E. Brundige BMC '93's picture

The danger of definition (TL; DR)

No, as you yourself imply with the title of your post, ranting can be carefully considered and quite thoughtful. There is a lot of that on Livejournal. My BMC friends use their livejournal posts to discuss politics, gender and identity issues, copyright, -isms, contemporary events and other larger issues where personal life and society intersect.

The problem with using Jane Pinckard's definition of "journal" and then applying it to Livejournal is that you're falling into the classical academic fallacy of what I call "Denial by definition".

The process goes like this:

1. Select and define a technical term, often borrowing a common word which is used in several ways.
2. Examine an instance of that word.
3. Declare the instance invalid, because it fails to meet the definition you have declared legitimate.

Denial by definition is nothing new. The Greeks have been using this method ever since Socrates banished mythology in the Republic by neatly substituting the word pseudoi, "falsehood," for mythoi, "fable, story," halfway through a discussion on education. Obviously, we don't want to teach our children lies, so we can't teach them myths. He set up a false dichotomy: Myth = lies, Facts = truth. We've been living with Socrates' verbal redefinition of truth for over two thousand years before Joseph Campbell finally grabbed us by the throat and reminded us that a myth is not a "lie," it is a "metaphor."

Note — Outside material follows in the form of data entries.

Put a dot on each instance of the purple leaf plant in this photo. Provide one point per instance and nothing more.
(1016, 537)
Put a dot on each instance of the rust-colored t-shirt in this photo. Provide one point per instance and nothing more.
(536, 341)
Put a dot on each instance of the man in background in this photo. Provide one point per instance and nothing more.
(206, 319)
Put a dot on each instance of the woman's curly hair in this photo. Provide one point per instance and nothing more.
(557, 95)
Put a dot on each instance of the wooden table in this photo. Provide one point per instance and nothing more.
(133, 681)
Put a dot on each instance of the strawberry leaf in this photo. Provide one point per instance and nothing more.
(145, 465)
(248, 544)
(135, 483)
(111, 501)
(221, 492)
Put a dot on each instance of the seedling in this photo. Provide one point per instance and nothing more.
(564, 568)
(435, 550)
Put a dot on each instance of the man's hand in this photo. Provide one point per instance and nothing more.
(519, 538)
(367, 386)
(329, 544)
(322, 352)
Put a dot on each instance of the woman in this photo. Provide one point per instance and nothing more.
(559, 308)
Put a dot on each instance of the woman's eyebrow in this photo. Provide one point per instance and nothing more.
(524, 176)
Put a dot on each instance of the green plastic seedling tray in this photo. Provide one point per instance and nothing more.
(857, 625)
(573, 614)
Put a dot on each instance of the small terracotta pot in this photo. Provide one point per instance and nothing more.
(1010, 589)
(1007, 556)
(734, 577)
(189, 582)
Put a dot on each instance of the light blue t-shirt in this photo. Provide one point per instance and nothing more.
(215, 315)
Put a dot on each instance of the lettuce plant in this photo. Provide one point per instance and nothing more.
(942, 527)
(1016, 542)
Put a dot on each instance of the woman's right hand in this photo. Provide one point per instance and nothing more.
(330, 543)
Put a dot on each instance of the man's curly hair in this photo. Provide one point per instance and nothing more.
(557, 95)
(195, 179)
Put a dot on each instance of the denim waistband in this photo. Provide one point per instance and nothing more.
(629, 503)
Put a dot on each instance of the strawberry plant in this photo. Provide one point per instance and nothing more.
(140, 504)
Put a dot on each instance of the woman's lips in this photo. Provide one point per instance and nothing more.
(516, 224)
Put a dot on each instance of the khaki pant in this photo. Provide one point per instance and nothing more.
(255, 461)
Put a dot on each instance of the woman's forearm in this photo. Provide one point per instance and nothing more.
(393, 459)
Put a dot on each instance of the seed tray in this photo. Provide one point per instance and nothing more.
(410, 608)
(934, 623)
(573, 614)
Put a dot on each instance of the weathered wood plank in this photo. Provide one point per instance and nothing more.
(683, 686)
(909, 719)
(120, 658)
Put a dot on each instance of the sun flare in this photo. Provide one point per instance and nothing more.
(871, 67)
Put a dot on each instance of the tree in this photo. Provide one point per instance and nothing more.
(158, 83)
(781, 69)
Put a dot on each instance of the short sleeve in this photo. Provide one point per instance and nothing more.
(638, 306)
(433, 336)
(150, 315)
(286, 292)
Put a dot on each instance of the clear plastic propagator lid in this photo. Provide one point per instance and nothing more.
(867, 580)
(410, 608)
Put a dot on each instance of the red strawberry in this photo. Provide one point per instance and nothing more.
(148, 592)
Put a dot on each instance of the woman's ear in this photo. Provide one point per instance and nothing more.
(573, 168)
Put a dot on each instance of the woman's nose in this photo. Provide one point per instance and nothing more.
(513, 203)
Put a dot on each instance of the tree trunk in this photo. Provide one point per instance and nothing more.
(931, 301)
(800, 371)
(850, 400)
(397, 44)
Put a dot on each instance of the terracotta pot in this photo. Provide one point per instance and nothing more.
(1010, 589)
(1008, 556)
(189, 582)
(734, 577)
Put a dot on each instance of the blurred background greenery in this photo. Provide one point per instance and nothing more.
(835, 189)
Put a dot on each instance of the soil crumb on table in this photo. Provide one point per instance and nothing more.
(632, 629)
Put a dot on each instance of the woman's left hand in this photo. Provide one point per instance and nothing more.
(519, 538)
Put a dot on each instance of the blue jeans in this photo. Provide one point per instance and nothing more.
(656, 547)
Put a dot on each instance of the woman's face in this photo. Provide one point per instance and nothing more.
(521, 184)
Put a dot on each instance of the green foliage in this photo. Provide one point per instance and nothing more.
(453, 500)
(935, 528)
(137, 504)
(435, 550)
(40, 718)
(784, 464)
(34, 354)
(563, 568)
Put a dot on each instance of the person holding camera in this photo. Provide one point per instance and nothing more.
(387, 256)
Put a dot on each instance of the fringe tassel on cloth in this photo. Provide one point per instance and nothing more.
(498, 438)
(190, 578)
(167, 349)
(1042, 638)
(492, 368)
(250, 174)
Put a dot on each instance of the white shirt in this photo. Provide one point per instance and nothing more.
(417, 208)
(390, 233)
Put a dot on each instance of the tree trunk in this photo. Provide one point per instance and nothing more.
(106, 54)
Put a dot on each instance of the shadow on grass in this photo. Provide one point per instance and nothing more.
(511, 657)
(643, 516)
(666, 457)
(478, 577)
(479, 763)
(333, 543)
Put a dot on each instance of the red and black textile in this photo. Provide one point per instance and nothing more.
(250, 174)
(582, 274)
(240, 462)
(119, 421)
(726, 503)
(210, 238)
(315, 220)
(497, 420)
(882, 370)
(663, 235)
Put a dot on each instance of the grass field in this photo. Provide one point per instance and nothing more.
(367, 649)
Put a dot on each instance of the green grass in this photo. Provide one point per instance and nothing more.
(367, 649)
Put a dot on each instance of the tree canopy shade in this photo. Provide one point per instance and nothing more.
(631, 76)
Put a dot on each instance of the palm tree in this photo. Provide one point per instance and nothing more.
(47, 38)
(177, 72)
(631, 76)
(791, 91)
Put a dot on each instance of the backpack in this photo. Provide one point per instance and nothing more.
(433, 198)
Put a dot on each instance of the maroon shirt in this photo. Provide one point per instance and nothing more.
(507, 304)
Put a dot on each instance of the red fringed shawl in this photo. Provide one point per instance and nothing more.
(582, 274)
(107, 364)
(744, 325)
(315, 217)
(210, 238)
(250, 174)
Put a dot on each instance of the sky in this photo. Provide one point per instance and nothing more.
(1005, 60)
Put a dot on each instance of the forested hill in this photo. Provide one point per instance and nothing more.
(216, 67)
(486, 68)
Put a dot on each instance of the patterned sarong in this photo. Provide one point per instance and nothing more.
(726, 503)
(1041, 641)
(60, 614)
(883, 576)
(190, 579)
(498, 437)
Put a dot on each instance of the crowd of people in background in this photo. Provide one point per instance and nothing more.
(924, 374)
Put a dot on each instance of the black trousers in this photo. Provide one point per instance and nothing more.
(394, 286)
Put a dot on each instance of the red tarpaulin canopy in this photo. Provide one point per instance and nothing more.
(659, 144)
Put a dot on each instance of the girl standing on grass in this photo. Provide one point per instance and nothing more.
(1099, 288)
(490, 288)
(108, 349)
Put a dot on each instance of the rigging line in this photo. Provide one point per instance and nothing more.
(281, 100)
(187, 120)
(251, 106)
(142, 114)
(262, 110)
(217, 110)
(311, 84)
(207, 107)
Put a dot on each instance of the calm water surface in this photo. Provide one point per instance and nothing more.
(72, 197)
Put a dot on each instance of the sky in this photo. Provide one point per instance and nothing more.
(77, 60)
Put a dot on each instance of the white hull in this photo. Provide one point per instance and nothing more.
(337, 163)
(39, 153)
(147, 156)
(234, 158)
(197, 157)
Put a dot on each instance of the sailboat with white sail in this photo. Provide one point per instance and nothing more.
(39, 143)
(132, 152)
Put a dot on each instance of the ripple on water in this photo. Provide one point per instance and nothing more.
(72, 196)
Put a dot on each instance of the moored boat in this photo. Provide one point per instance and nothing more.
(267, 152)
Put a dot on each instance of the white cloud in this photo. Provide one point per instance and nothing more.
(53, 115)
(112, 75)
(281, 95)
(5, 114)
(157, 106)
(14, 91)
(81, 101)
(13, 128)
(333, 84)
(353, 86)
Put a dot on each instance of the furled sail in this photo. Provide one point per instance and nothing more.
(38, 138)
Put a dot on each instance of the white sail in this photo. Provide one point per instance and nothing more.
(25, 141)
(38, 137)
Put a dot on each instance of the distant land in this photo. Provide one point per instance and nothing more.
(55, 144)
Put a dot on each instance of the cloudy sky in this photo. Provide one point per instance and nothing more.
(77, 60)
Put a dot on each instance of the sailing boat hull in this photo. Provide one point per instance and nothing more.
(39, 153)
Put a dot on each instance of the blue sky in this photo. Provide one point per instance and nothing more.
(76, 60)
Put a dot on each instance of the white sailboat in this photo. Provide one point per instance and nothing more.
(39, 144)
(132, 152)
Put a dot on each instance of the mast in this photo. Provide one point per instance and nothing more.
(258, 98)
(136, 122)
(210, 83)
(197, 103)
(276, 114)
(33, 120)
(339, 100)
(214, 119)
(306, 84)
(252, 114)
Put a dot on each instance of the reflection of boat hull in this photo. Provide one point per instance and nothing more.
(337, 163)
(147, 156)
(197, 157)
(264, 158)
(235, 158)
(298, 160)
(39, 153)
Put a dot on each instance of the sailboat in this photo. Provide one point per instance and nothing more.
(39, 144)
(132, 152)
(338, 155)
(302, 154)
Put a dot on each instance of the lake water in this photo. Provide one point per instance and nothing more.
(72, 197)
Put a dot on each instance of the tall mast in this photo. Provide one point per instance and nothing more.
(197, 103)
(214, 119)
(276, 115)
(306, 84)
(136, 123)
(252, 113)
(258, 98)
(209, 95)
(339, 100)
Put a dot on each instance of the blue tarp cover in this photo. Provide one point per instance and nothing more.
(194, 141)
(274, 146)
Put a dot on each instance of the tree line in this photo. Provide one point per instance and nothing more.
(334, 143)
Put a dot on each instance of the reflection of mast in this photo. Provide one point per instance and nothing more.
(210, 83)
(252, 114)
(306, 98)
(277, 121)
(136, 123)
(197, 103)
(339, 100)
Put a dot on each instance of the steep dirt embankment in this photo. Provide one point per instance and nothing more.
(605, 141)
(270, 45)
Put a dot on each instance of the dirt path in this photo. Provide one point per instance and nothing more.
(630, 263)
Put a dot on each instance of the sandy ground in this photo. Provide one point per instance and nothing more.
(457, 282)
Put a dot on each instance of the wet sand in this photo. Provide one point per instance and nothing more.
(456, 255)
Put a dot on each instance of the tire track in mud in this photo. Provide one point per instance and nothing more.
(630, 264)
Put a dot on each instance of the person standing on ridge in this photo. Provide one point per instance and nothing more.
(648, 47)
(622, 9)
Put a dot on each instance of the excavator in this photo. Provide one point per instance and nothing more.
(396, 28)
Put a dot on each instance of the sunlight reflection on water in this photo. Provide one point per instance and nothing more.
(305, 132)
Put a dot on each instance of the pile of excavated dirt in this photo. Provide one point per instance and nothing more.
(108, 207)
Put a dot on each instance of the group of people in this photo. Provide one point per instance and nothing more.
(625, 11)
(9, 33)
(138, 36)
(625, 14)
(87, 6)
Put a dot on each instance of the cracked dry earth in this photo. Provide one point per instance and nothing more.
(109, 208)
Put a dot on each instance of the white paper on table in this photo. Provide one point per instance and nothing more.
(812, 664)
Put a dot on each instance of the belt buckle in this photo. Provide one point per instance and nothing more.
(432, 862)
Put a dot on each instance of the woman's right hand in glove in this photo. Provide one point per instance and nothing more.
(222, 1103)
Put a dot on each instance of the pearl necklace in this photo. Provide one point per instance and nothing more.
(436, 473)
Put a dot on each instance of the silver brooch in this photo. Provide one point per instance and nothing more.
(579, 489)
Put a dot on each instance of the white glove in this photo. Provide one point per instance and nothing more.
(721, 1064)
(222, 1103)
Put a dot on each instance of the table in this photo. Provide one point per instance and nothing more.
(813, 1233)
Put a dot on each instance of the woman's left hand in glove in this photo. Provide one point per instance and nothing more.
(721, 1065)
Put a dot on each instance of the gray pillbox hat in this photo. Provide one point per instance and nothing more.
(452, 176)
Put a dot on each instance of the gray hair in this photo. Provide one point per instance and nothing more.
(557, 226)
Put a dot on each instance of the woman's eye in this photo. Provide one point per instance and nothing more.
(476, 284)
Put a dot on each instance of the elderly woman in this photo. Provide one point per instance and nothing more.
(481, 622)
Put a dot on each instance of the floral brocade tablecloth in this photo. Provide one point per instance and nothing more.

Definitions -- establishing limits -- are powerful verbal tools. They can help us understand words better. However, words sing. Words are poetic and polyvalent. When we cram them into definitions, we are always performing a Procrustean maneuver.

If the result doesn't seem to fit our definition, it may be that we need to come up with a better definition.

Journals are not simply scholarly journals, although the academic world tends to forget any other kind exists. When I was in middle school, before No Child Left Behind left many forms of education behind, we had journaling periods. We were encouraged to keep a creative writing journal. Most of the livejournals I read and view are, unsurprisingly, creative writing. The goal of these journals was not an edited, peer-reviewed, carefully considered production piece (an essay), but rather, they were a vehicle for expression, for writing. The journaling process produced a lot of junk and some gems.

There are newspaper journals. Academic journals. And there are live journals. I don't think livejournal was in any way hubristic in selecting the name. It created a vehicle for expression. Livejournal users have found many different ways to use that vehicle.

No, most livejournals are not all nicely edited and/or peer-reviewed. The web is not. The noise to quality ratio on the web is much higher than we are used to. That's the downside of freedom of the press. The upside is that we are no longer limited to reading books and journals which are commercially viable and/or propped up by academic institutions and groups that have decided a form of publication is legitimate. Now, people can publish, full stop. It is our choice whether to read what they write. it is our choice to evaluate it as drek or "unworthy." But we can no longer define it -- limitit. We are back to the way things were for thousands of years, when consensus or an individual author, could say, "Well, this is what I call it."

Herbie's picture

Intention and Reality

Livejournal, when they initially launched probably was just trying to make a clever play on words about how immediately posts appear after they're written.  Perhaps LiveJournal's original owners wanted its users to think of the site as a journal more than a diary, but barring screening and site moderation, there's just no way to control how the users on LiveJournal actually use the site.